A esse respeito, a pesquisa identificou que a maioria dos jovens apontou como ações
prioritárias do Estado a geração de empregos, o incentivo à implantação de fábricas, além do
investimento em educação e na profissionalização desses sujeitos. Esses resultados apontam para a
importância de se implantar universidade pública e gratuita (capacitando-os em diversas profissões)
ou escola do tipo familiar agrícola, com capacidade de preparar os jovens que querem desenvolver
atividades agropecuárias de forma mais técnica e mais sustentável. Isso se justifica porque a
pesquisa mostrou que uma parte dos jovens, ainda que pequena, querem trabalhar na agricultura,
dando continuidade a agricultura familiar no Projeto. Nesse caso, eles apontaram como prioridade
as políticas públicas que garantam financiamentos bancários e o acesso dos jovens a terra.
Diante destas considerações, e sem ter a pretensão de elaborar conclusões definitivas –
mas, sobretudo visando contribuir com os estudiosos do assunto e provocar novas agendas de
pesquisas –, acreditamos que o processo sucessório da agricultura familiar no espaço rural estudado
está em risco, mas não de forma irremediável.

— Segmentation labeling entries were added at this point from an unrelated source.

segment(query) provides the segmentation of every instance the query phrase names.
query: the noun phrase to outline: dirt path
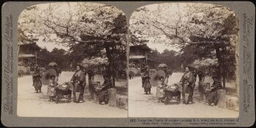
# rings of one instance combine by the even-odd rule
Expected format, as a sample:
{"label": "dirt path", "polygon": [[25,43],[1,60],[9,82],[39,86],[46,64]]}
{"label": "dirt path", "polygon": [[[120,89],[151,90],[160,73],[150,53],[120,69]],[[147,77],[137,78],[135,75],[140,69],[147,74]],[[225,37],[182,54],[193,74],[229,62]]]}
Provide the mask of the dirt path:
{"label": "dirt path", "polygon": [[[178,82],[181,73],[173,73],[169,82]],[[178,78],[178,79],[177,79]],[[151,88],[151,95],[144,95],[141,87],[141,78],[136,77],[129,81],[129,117],[173,117],[173,118],[236,118],[238,112],[218,106],[209,106],[200,103],[197,87],[194,91],[194,101],[192,105],[159,103],[156,97],[157,87]]]}

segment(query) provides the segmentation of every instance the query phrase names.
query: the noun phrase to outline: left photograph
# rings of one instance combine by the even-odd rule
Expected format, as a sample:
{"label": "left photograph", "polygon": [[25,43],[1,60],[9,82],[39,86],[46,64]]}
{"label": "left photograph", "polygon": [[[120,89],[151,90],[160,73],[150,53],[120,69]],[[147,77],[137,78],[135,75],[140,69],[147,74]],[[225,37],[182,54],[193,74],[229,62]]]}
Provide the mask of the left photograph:
{"label": "left photograph", "polygon": [[127,26],[111,5],[59,2],[18,18],[19,116],[127,117]]}

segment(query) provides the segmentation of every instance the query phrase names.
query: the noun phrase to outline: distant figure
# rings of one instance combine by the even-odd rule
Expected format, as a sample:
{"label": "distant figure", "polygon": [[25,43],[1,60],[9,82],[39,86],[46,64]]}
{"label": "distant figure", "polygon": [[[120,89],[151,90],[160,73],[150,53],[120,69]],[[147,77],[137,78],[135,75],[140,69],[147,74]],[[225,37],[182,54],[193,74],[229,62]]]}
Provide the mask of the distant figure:
{"label": "distant figure", "polygon": [[150,84],[150,77],[148,71],[145,71],[143,76],[143,87],[144,88],[144,92],[146,95],[151,94],[151,84]]}
{"label": "distant figure", "polygon": [[103,74],[104,82],[102,85],[102,90],[99,93],[99,103],[101,105],[108,103],[108,89],[112,87],[110,78],[106,74]]}
{"label": "distant figure", "polygon": [[34,87],[34,89],[38,93],[42,92],[42,81],[41,81],[42,75],[40,73],[39,68],[38,65],[35,67],[34,73],[33,74],[33,86]]}
{"label": "distant figure", "polygon": [[195,81],[197,81],[197,71],[195,69],[193,70],[193,72],[192,72],[193,75],[194,75],[194,77],[195,77]]}
{"label": "distant figure", "polygon": [[74,103],[77,103],[84,102],[84,100],[83,100],[83,90],[82,89],[84,89],[84,87],[83,87],[83,84],[85,81],[85,76],[84,73],[80,69],[80,66],[78,65],[76,68],[76,71],[70,80],[72,83],[73,83]]}
{"label": "distant figure", "polygon": [[53,98],[56,95],[55,87],[57,86],[57,82],[55,81],[55,75],[50,76],[50,79],[48,87],[47,94],[49,96],[50,101],[53,101]]}
{"label": "distant figure", "polygon": [[206,97],[208,100],[207,104],[214,106],[218,103],[217,90],[222,89],[222,86],[217,75],[214,75],[212,79],[214,79],[214,83],[211,86],[210,92],[206,93]]}
{"label": "distant figure", "polygon": [[92,85],[92,83],[94,81],[94,71],[91,69],[88,70],[88,82],[89,82],[89,90],[91,95],[91,99],[94,99],[94,87]]}
{"label": "distant figure", "polygon": [[132,71],[129,71],[129,79],[132,79]]}
{"label": "distant figure", "polygon": [[192,104],[193,103],[193,92],[195,85],[195,79],[191,71],[191,68],[187,67],[185,68],[185,73],[182,76],[180,82],[182,84],[182,97],[184,103],[187,104],[186,95],[188,95],[188,103]]}
{"label": "distant figure", "polygon": [[200,94],[200,100],[203,101],[203,94],[204,94],[204,89],[203,89],[203,78],[205,77],[204,73],[203,73],[202,71],[198,71],[198,91],[199,91],[199,94]]}
{"label": "distant figure", "polygon": [[159,102],[163,102],[164,97],[165,97],[165,87],[166,87],[166,84],[165,84],[165,78],[164,76],[160,76],[159,81],[157,84],[157,97],[158,98]]}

Contudo, a sua continuidade depende de uma série de fatores, os quais envolvem um
entendimento mais amplo quanto à intervenção estatal, promovendo a articulação de diversas
políticas públicas, dentre as quais se destacam a assistência técnica continuada e de qualidade, além
de uma política de acesso ao crédito e à terra, para os jovens que querem trabalhar. Exige, portanto,
uma nova postura do Estado, no sentido de executar a política de irrigação de forma mais
abrangente e, sobretudo, cumprir com a sua parte também em relação aos aspectos fundiários e de
recuperação da infraestrutura de irrigação de uso comum.
Apesar do aparente esgotamento do Perímetro Curu-Paraipaba, a pesquisa demonstrou a
sua importância econômica e social para a região e para as famílias que vivem nesse entorno.
Assim, existe a possibilidade de promover ou criar um novo modelo de desenvolvimento que parta
das próprias organizações dos produtores e partir do envolvimento de todos os atores sociais e
inclusive a juventude. Os jovens podem ser o futuro do Perímetro, não apenas executando as
atividades tradicionalmente agrícolas como exercendo outras profissões e dando vazão à sua
capacidade criativa e empreendedora.